A commentare l’ipotesi anche l'ex governatore altoatesino Luis Durnwalder, che dice di ritenere "non opportuno" entrare in un governo nazionale. Durnwalder precisa che "per decenni la Svp ha avuto successo rimanendo blockfrei", ovvero fuori dai blocchi. "Abbiamo sempre sostenuto da fuori eventuali iniziative dei rispettivi governi, di centrosinistra o di centrodestra. È sempre stato così".

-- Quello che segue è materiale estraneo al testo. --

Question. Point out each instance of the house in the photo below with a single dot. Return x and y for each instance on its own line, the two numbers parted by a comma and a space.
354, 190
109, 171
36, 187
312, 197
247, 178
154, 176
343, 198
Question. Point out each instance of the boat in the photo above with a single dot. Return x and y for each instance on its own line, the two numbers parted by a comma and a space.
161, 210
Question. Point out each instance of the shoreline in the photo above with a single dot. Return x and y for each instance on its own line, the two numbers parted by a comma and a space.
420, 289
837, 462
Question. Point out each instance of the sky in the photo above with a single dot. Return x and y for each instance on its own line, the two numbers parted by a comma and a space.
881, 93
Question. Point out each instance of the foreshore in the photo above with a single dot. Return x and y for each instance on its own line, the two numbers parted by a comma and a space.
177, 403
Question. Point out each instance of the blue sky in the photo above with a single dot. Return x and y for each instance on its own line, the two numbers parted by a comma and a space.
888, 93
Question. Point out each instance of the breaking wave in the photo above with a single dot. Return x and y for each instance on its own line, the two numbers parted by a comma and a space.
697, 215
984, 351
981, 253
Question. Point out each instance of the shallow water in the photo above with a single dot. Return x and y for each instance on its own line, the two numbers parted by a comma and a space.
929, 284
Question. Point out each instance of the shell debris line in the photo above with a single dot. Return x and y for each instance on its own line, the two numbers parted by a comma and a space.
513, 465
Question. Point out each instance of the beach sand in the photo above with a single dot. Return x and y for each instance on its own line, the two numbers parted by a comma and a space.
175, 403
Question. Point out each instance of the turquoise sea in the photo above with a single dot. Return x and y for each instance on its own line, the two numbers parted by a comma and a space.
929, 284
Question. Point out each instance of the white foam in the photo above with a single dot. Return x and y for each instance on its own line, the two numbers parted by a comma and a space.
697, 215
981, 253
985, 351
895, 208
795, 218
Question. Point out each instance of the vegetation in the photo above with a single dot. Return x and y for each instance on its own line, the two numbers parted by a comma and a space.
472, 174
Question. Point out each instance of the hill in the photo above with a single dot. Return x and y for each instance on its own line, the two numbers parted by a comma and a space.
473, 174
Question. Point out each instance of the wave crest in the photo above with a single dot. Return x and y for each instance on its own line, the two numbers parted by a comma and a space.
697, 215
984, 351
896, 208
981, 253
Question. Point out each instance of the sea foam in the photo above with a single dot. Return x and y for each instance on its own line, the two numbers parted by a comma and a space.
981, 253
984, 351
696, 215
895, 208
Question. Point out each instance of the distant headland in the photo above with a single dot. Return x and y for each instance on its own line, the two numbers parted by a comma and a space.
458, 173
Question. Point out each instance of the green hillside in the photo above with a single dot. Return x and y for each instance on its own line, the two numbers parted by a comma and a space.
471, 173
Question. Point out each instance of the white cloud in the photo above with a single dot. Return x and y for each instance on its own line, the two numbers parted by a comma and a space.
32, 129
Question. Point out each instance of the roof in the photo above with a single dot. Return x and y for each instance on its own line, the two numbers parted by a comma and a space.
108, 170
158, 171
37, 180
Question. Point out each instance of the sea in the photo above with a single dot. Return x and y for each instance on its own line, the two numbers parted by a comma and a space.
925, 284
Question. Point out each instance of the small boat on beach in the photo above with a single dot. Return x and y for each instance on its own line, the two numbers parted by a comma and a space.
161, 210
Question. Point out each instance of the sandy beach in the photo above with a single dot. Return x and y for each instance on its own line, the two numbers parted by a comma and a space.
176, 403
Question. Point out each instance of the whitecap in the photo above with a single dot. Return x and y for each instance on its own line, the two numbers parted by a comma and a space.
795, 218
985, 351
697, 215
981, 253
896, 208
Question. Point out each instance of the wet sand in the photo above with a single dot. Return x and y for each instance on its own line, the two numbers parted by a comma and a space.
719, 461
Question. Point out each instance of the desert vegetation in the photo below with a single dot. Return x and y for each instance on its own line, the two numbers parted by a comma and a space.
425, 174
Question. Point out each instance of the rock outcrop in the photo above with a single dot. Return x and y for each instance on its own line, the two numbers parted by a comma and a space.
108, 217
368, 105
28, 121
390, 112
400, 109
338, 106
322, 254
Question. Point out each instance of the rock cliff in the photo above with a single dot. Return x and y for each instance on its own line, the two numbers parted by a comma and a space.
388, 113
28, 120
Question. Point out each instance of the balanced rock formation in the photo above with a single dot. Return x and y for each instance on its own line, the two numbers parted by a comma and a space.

L'ex presidente, che ha governato la Provincia autonoma per 25 anni, sottolinea di non avere voce in capito e di non poter parlare a nome del partito, ma solo a titolo personale. "Anche in passato a rappresentanti della Svp sono state offerte posizioni governative, come a Roland Riz e Karl Zeller. In mia presenza Craxi disse a Riz addirittura di scegliersi un dicastero. Abbiamo sempre rifiutato", afferma Durnwalder. Se la Svp avesse accettato un incarico del genere, si sarebbe "associata apertamente al governo". "Non era e non sarebbe opportuno. Come minoranza linguistica abbiamo bisogno di una maggioranza che però cambiano", ha concluso Durnwalder.